FORTY FORT — Wyoming Valley residents will again have the opportunity to tour historic churches this year thanks to organizer Jan Lokuta.
The tour, in its 11th year, originally entitled “The Tour of Historic Greater Pittston,” will this year be including to Forty Fort and Swoyersville.
Still, Lokuta said the heart of the tour remains in the Pittston area.
Sitting on the steps in front of the Forty Fort Meeting House, where the tour will start on June 26, a smiling Lokuta said, “From here to Pittston is about five miles.”
Lokuta has described the tour as being the result of an annual epiphany.
He received that epiphany for this year’s tour simply as he was walking near the river in Forty Fort on July 4.
“Each year, they have an open house here at the meeting house on the holiday,” he said. “So, I stopped in.”
Lokuta asked the docent who was staffing the event if it would be possible for the location to be included in the tour.
The rest is history. Well, at least this year’s history.
The tour will progress from the Meeting House to the Forty Fort Presbyterian Church and the Stella Presbyterian Church, both on Wyoming Avenue and both of which grew out of the Forty Fort Meeting House.
Then, moving to Swoyersville, the tour will stop at St. Elizabeth Seton Roman Catholic Church as well as St. Nicholas Byzantine Catholic Church to consider the history, art, and spiritual traditions of those parishes, which trace their roots to the wave of immigrants who made the Wyoming Valley their home.
The tour will conclude at The Forty Fort United Methodist Church, which also has its roots in the Forty Fort Meeting House.
Lokuta said the event brings together both art and history, two perspectives that can never truly be separated.
He also stresses the sense of culture that churches generally embody.
Speaking specifically of the two Catholic churches included in the tour, he said that when those of European descent came to America, they often not only needed spiritual support, but a place to reinforce the culture of their homeland.
Lokuta said the union meeting house was the oldest building in the Wyoming Valley, built for worship in 1804.
The building was shared by several congregations and emphasized its Sunday school program.
“The original settlers emphasized education,” he said.
As Lokuta spoke on a recent day, making his way from the meeting house through the cemetery, his knowledge of history and his love for art were evident.

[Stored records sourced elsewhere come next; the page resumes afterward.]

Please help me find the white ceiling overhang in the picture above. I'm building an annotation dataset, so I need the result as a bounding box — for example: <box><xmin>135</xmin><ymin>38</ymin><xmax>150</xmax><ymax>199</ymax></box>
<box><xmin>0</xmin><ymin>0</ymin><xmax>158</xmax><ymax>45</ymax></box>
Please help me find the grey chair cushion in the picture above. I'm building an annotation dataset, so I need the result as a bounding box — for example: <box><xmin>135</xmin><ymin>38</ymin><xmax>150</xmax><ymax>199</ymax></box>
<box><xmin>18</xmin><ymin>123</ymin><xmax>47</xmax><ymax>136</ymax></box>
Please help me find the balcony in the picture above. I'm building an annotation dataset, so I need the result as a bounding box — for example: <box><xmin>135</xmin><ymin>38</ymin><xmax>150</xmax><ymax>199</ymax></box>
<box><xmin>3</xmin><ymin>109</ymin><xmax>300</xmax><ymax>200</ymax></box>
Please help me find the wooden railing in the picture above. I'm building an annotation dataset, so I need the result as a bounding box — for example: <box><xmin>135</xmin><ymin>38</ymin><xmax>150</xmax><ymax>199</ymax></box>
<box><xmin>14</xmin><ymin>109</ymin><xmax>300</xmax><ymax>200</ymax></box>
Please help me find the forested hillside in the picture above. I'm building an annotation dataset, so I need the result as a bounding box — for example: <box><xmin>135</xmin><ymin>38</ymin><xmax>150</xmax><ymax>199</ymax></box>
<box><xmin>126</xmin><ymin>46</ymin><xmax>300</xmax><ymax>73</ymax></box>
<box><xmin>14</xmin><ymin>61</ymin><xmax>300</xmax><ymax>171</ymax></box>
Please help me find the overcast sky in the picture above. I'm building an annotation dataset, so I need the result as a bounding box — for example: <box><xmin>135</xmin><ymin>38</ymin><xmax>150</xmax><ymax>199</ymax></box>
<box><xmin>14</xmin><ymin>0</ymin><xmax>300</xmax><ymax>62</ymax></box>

As he spoke of tiny graves in one area of the cemetery, he mentioned not only the factors that might have contributed to such early deaths, but the rakish placement of the gravestones, much like children running in different directions.
The tour historically attracts a core group whose love for church history brings them back again and again, often with a friend.
Lokuta said he hopes this year’s new location will foster an expansion of the event, bringing event loyalists and first time attenders together to look both back and forward as they make their way through religious landmarks.
Lokuta hopes to increase area residents’ appreciation of diversity in art and culture, with respect for each other’s beliefs and value of the history of the area.
He often quotes the words of St. Augustine: “Unity in what is essential, diversity in what is not essential and, charity in all things.”